C’est une scène d’une grande brutalité à laquelle ont assisté des passants dans le XI arrondissement de Paris. Alors qu’elle marchait dans les rues de la capitale en compagnie de son compagnon, la fille d’un investisseur en bitcoins a échappé de peu à un enlèvement par plusieurs hommes cagoulés. Les images de l’agression, diffusées au JT de 13h de TF1, ont suscité une vague de colère parmi les entrepreneurs, à commencer par Eric Larchevêque.
Bien connu du grand public pour faire partie des investisseurs de l’émission Qui veut être mon associé ? sur M6, l’entrepreneur n’a pas hésité à faire partager son coup de gueule sur les réseaux sociaux. «Nous avons tous le droit de vivre en paix. Et nous n’avons pas à nous excuser de réussir», a-t-il lancé, tout en dénonçant «les affaires sordides d’enlèvements» qui se multiplient ces derniers mois, rapporte TF1 Info.
Halte à la mexicanisation de la France.
— Eric Larchevêque (@EricLarch) May 13, 2025
Depuis plusieurs mois, les affaires sordides d’enlèvements et de tentatives d’enlèvement se multiplient. En plein jour. En plein Paris. Sous les yeux de tous.
Ce matin encore, une mère de famille de 34 ans, accompagnée de son enfant de…
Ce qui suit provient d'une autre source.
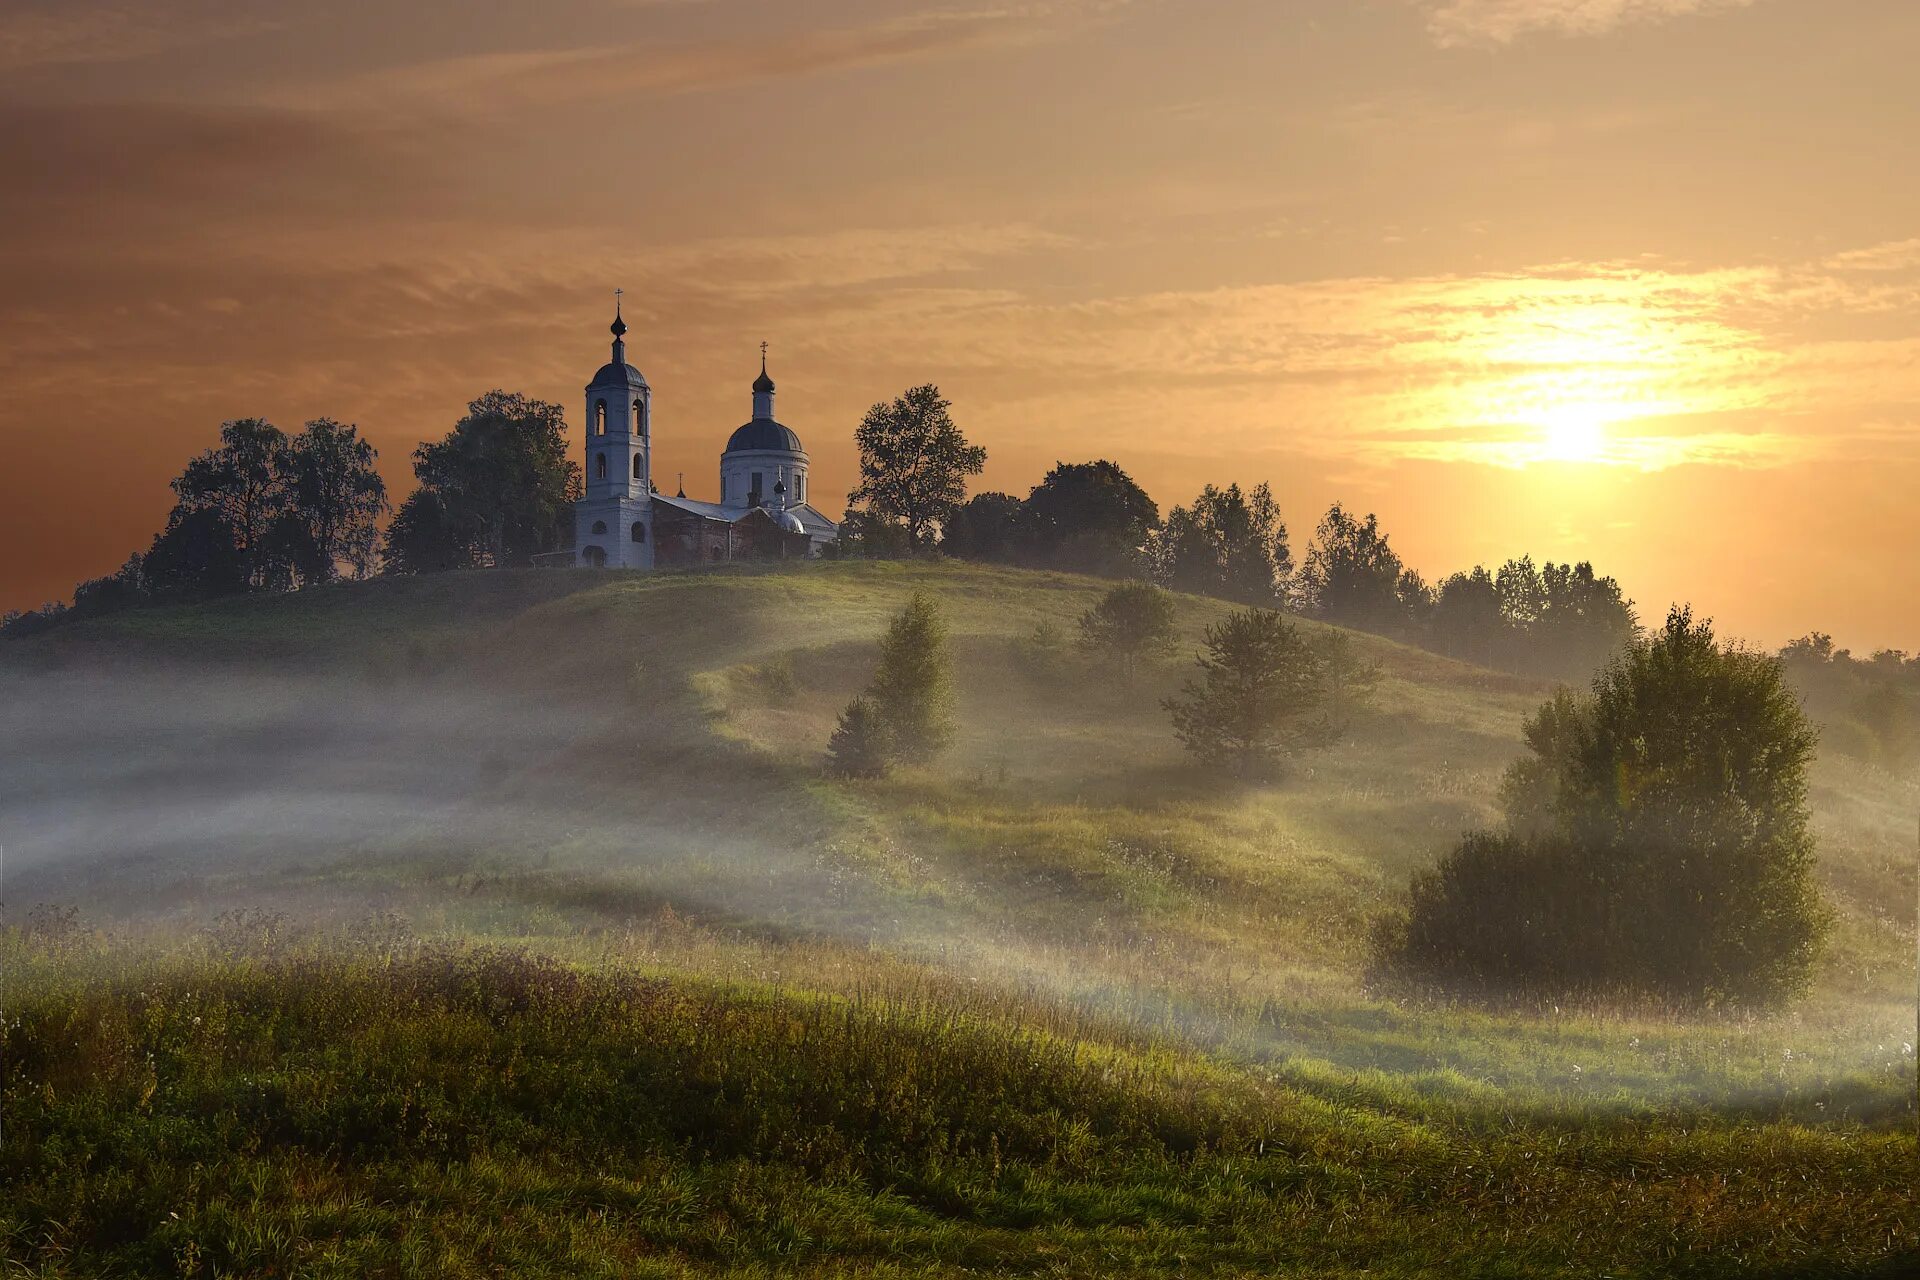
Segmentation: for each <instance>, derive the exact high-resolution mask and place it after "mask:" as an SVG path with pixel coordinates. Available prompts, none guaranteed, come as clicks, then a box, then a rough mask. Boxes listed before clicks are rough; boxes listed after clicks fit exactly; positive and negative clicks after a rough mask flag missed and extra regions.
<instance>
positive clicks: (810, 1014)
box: [0, 564, 1920, 1276]
mask: <svg viewBox="0 0 1920 1280" xmlns="http://www.w3.org/2000/svg"><path fill="white" fill-rule="evenodd" d="M914 589H925V591H931V593H933V595H935V597H937V599H939V601H941V603H943V604H945V608H947V612H948V618H950V622H952V629H954V645H956V658H958V672H956V676H958V695H960V714H962V722H960V735H958V741H956V745H954V748H952V752H950V754H948V756H947V758H945V760H943V762H941V766H939V768H935V770H925V771H910V773H902V775H897V777H889V779H881V781H872V783H843V781H833V779H828V777H826V775H824V773H822V770H820V758H822V750H824V745H826V739H828V733H829V731H831V723H833V716H835V714H837V712H839V708H841V706H843V704H845V702H847V699H849V697H852V695H854V693H856V691H858V689H860V687H862V685H864V681H866V679H868V676H870V672H872V662H874V647H876V641H877V635H879V631H881V628H883V626H885V622H887V618H889V616H891V614H893V612H895V610H897V608H899V606H900V604H902V603H904V599H906V597H908V593H912V591H914ZM1100 589H1102V583H1096V581H1091V580H1083V578H1071V576H1056V574H1029V572H1018V570H998V568H975V566H927V564H810V566H795V568H789V570H781V572H770V570H762V572H755V570H739V568H730V570H724V572H712V574H660V576H653V578H641V576H622V574H586V572H582V574H559V572H555V574H534V572H526V574H467V576H445V578H424V580H413V581H405V580H403V581H376V583H363V585H349V587H340V589H328V591H315V593H301V595H294V597H276V599H263V601H234V603H223V604H215V606H204V608H165V610H140V612H132V614H123V616H115V618H108V620H98V622H84V624H75V626H69V628H61V629H56V631H52V633H46V635H42V637H36V639H33V641H25V643H17V645H8V647H6V649H4V651H0V699H8V697H12V695H25V693H31V691H35V689H52V687H60V689H77V691H88V689H92V687H96V685H113V681H125V679H144V681H152V683H154V685H156V687H161V689H171V691H177V693H179V691H182V689H184V691H186V693H180V697H182V699H184V700H186V702H188V704H192V702H194V700H196V699H198V697H202V695H204V697H207V699H221V697H227V691H230V689H242V691H244V693H240V695H234V697H236V699H238V702H240V704H242V706H244V708H246V729H248V731H250V733H255V731H259V727H261V725H263V723H265V725H269V727H276V729H284V727H288V725H292V731H307V729H311V725H313V723H315V722H317V720H324V714H326V712H330V710H332V708H340V706H346V708H349V710H348V712H342V714H344V716H346V720H344V722H342V723H346V725H348V727H349V729H365V731H363V733H355V731H348V733H340V735H338V737H340V747H338V752H340V756H342V758H344V760H346V762H348V764H351V762H353V758H355V756H357V754H365V756H367V758H369V762H371V766H369V770H365V771H361V773H351V779H353V787H367V783H369V777H365V775H363V773H371V775H374V781H378V775H380V773H382V771H394V773H396V775H405V777H407V779H413V777H415V775H419V777H420V779H426V781H428V783H432V794H434V802H432V804H426V802H419V804H401V806H394V808H392V812H388V810H380V814H382V818H380V823H378V825H376V827H374V829H371V831H367V829H361V831H357V833H355V835H353V837H351V839H342V841H338V842H328V841H321V839H315V841H303V842H300V844H298V848H296V846H286V848H280V846H276V844H275V842H273V841H265V839H261V837H248V835H246V833H244V831H240V833H234V831H230V829H219V831H217V833H215V835H213V837H207V841H204V842H200V844H194V846H190V848H182V850H167V852H156V854H146V856H142V858H140V860H136V862H127V860H121V862H113V860H111V852H113V850H102V854H108V856H109V858H108V860H104V862H100V864H98V869H86V867H88V865H92V864H81V869H69V871H67V873H63V875H54V877H52V879H42V881H31V879H29V881H27V883H29V885H46V887H48V892H52V894H54V896H56V900H71V902H77V904H79V906H81V912H83V915H84V921H86V925H90V927H86V929H79V931H67V933H61V931H58V929H56V931H52V933H50V931H46V929H42V931H36V933H35V931H29V929H23V927H21V919H23V912H25V910H27V908H31V906H33V902H27V900H21V898H19V890H17V889H15V890H13V896H10V900H8V915H6V919H8V921H12V923H10V925H8V933H6V936H4V940H0V965H4V967H0V996H4V1002H6V1006H4V1007H6V1061H4V1071H6V1094H4V1100H0V1102H4V1107H6V1113H4V1121H6V1130H8V1132H6V1142H4V1148H0V1153H4V1161H0V1253H4V1257H6V1259H8V1261H12V1263H15V1265H17V1267H19V1268H23V1270H25V1272H27V1274H52V1276H67V1274H73V1276H79V1274H102V1272H108V1274H207V1276H211V1274H620V1276H626V1274H693V1272H701V1274H705V1272H716V1270H718V1272H739V1274H764V1272H772V1270H801V1272H822V1274H824V1272H833V1274H979V1272H1008V1274H1200V1272H1206V1274H1363V1272H1365V1274H1442V1276H1459V1274H1515V1276H1519V1274H1569V1276H1574V1274H1578V1276H1588V1274H1617V1276H1630V1274H1766V1276H1772V1274H1868V1270H1870V1268H1874V1267H1880V1265H1887V1267H1891V1265H1893V1263H1889V1259H1893V1257H1897V1255H1901V1253H1903V1251H1912V1249H1920V1215H1916V1211H1914V1203H1912V1182H1914V1167H1916V1159H1920V1155H1916V1146H1914V1136H1912V1130H1914V1057H1912V1042H1914V986H1912V958H1914V852H1912V850H1914V825H1912V823H1914V812H1916V810H1920V785H1916V779H1912V777H1897V775H1889V773H1882V771H1872V770H1862V768H1855V766H1847V764H1843V762H1828V760H1822V762H1820V764H1818V766H1816V779H1814V781H1816V787H1814V818H1816V831H1818V837H1820V858H1822V862H1820V873H1822V883H1824V889H1826V892H1828V896H1830V900H1832V902H1834V906H1836V912H1837V919H1839V929H1837V936H1836V944H1834V948H1832V950H1830V954H1828V958H1826V961H1824V963H1822V969H1820V975H1818V981H1816V986H1814V994H1812V996H1811V998H1809V1000H1807V1002H1805V1004H1803V1006H1801V1007H1795V1009H1788V1011H1782V1013H1774V1015H1766V1017H1747V1015H1740V1013H1697V1011H1680V1009H1647V1007H1620V1009H1596V1007H1578V1009H1576V1007H1569V1009H1555V1007H1538V1009H1505V1011H1486V1009H1471V1007H1446V1006H1427V1004H1400V1002H1392V1000H1386V998H1380V996H1379V994H1375V992H1371V990H1369V988H1367V984H1365V961H1367V927H1369V921H1371V919H1373V915H1375V913H1379V912H1382V910H1386V908H1390V906H1392V904H1394V902H1396V900H1398V894H1400V892H1402V890H1404V885H1405V877H1407V873H1409V871H1411V869H1415V867H1419V865H1427V864H1428V862H1430V860H1432V858H1436V856H1438V854H1440V852H1442V850H1444V848H1446V844H1448V842H1450V841H1452V839H1455V837H1457V835H1459V831H1463V829H1467V827H1473V825H1482V823H1488V821H1492V818H1494V814H1496V806H1494V794H1496V787H1498V779H1500V771H1501V770H1503V768H1505V764H1507V762H1509V760H1511V758H1513V756H1515V754H1517V752H1519V723H1521V720H1523V716H1524V714H1526V712H1530V710H1532V708H1534V706H1536V704H1538V702H1540V699H1542V697H1544V695H1546V687H1544V685H1540V683H1534V681H1523V679H1515V677H1505V676H1494V674H1488V672H1482V670H1476V668H1469V666H1461V664H1453V662H1448V660H1444V658H1436V656H1432V654H1427V652H1419V651H1411V649H1404V647H1398V645H1392V643H1386V641H1380V639H1375V637H1356V645H1357V647H1359V649H1361V651H1363V652H1365V654H1367V656H1369V658H1375V660H1379V662H1382V666H1384V670H1386V679H1384V681H1382V687H1380V691H1379V697H1377V700H1375V706H1373V708H1371V710H1369V714H1367V716H1365V718H1363V720H1361V722H1359V723H1357V725H1356V729H1354V735H1352V739H1350V741H1348V743H1344V745H1340V747H1338V748H1334V750H1331V752H1323V754H1313V756H1304V758H1300V760H1298V764H1296V768H1294V771H1292V773H1290V775H1288V777H1286V779H1283V781H1279V783H1275V785H1265V787H1242V785H1229V783H1221V781H1217V779H1210V777H1206V775H1202V773H1198V771H1194V770H1192V768H1190V766H1188V764H1187V762H1185V760H1183V756H1181V752H1179V748H1177V745H1175V743H1173V739H1171V733H1169V731H1167V723H1165V716H1164V712H1162V710H1160V699H1162V697H1165V693H1169V691H1171V689H1173V687H1175V685H1177V683H1179V679H1181V670H1179V666H1181V664H1179V662H1175V664H1167V666H1164V668H1156V670H1150V672H1144V674H1142V676H1140V677H1139V679H1137V681H1135V683H1133V685H1131V687H1129V685H1121V683H1116V681H1112V679H1104V677H1102V676H1098V674H1092V672H1085V670H1079V668H1077V666H1069V670H1066V672H1046V670H1037V668H1035V664H1033V660H1031V658H1029V656H1027V654H1025V651H1023V647H1021V643H1020V641H1021V639H1023V637H1025V635H1029V633H1031V631H1033V628H1035V626H1037V624H1039V622H1052V624H1054V626H1058V628H1062V629H1064V631H1068V633H1071V629H1073V626H1071V624H1073V618H1075V616H1077V614H1079V610H1083V608H1087V604H1091V603H1092V599H1096V595H1098V591H1100ZM1223 608H1225V606H1223V604H1217V603H1212V601H1198V599H1183V649H1185V651H1190V649H1192V647H1194V643H1196V639H1198V633H1200V629H1202V628H1204V626H1206V624H1208V622H1212V620H1215V618H1217V616H1219V614H1221V612H1223ZM1308 626H1311V624H1308ZM1183 660H1185V658H1183ZM56 681H67V683H63V685H60V683H56ZM115 687H117V685H115ZM263 691H265V693H263ZM355 699H365V708H367V710H353V708H359V706H361V704H359V702H357V700H355ZM463 699H484V700H486V702H484V708H486V716H493V718H497V720H478V722H476V723H478V725H480V729H451V731H445V729H440V725H444V723H465V722H457V720H455V722H449V720H447V718H445V712H447V708H449V706H457V704H461V700H463ZM127 704H129V706H134V704H136V699H132V697H131V695H129V702H127ZM4 706H6V702H0V716H8V712H4ZM361 718H367V720H361ZM386 718H392V722H394V725H399V727H405V729H407V733H401V735H399V737H397V739H396V741H392V743H388V741H386V739H382V735H380V733H378V729H382V727H386V725H384V723H382V720H386ZM8 723H10V725H12V729H13V731H21V733H29V735H31V733H40V735H42V737H46V739H60V731H61V725H58V723H36V722H31V720H29V722H25V723H23V722H19V720H10V722H8ZM555 723H559V725H561V727H559V729H555ZM488 725H497V731H493V733H486V727H488ZM221 729H225V722H221V720H219V718H215V723H213V727H211V729H194V731H190V733H186V731H182V733H184V737H169V735H167V733H161V731H159V729H142V735H144V737H140V743H144V747H142V752H140V756H138V766H140V768H146V766H152V764H154V762H156V760H163V762H165V764H167V766H169V768H171V770H175V771H177V773H179V777H180V781H184V783H186V791H190V793H192V794H202V793H204V791H205V789H211V791H213V793H215V794H219V789H221V787H228V789H232V787H240V783H234V781H230V779H227V777H223V775H219V770H223V768H232V764H230V762H223V764H219V766H213V764H207V766H205V773H207V777H202V775H198V773H196V771H194V754H196V752H198V750H200V748H202V733H217V731H221ZM69 733H73V731H71V729H69ZM409 733H411V735H413V737H409ZM476 733H478V735H480V737H488V741H472V739H474V737H476ZM79 739H81V747H79V748H77V750H84V747H86V741H84V739H86V733H79ZM61 741H65V739H61ZM250 741H252V739H250ZM324 741H332V739H324ZM307 760H311V758H307ZM319 760H321V764H330V762H332V752H326V754H321V756H319ZM372 766H378V768H372ZM129 768H132V766H129ZM123 775H125V773H102V777H106V779H113V781H115V785H117V779H121V777H123ZM132 775H138V771H136V770H134V771H132ZM167 779H169V787H171V785H173V781H175V773H169V775H167ZM52 781H54V779H50V777H48V775H44V773H31V771H29V773H27V775H25V781H21V783H13V785H12V789H10V783H8V779H6V777H0V812H4V806H6V804H21V806H25V804H29V802H31V800H33V796H35V794H36V791H35V789H36V787H46V785H52ZM246 785H253V783H246ZM407 785H409V787H411V785H413V783H411V781H409V783H407ZM340 787H342V789H340V793H338V794H334V793H328V800H330V802H338V804H342V806H349V804H353V802H355V796H357V794H359V791H348V789H346V785H340ZM92 794H94V793H84V796H83V798H86V796H92ZM109 794H111V793H109V791H100V793H98V798H100V800H102V802H106V800H108V798H109ZM159 816H163V814H157V816H156V818H159ZM196 818H198V810H196ZM12 852H13V850H12V848H10V854H12ZM50 875H52V873H50ZM13 883H15V885H19V883H21V881H19V877H17V875H15V877H13ZM56 890H58V892H56ZM236 910H238V912H242V913H234V912H236ZM223 912H227V915H221V913H223ZM276 913H278V915H276ZM196 1017H198V1019H200V1021H198V1023H194V1019H196ZM1887 1274H1893V1272H1891V1270H1889V1272H1887Z"/></svg>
Des criminels qui n’ont plus aucune limite
Cofondateur de l’entreprise Ledger spécialisée dans les cryptomonnaies, Eric Larchevêque avait lui-même été touché de loin par ces affaires. Le 21 janvier dernier, son associé, David Balland, avait en effet été enlevé avec sa compagne à son domicile dans le Cher avant d’être séquestré. Ses ravisseurs lui avaient alors mutilé un doigt qu’ils avaient envoyé par vidéo à son associé tout en lui demandant une rançon en cryptomonnaie en échange de sa libération. «Ces criminels n’ont plus aucune limite. Ni morale, ni peur. Même pas celle de la réclusion à perpétuité», a fustigé Eric Larchevêque tout en dénonçant un laxisme judiciaire aujourd’hui devenu la norme.
«Aujourd’hui, réussir en France, que ce soit dans les crypto-actifs ou ailleurs, c’est se coller une cible dans le dos», a ajouté l’entrepreneur de 51 ans dans son post. Mettant sur la table la possibilité pour les talents et les entrepreneurs de quitter la France pour se protéger de telles attaques, Éric Larchevêque a en outre fustigé un modèle à bout de souffle. «Le laxisme judiciaire est un échec. L’idéologie de la réinsertion automatique, sans sanction forte, n’a produit que le chaos», dit-il. Désormais, pour ce dernier, il est temps de revenir à des principes clairs pour stopper ces actes de violence : «une justice rapide, ferme et lisible. Pas de promesses. Des actes. Pas d’effets d’annonces. Des résultats.»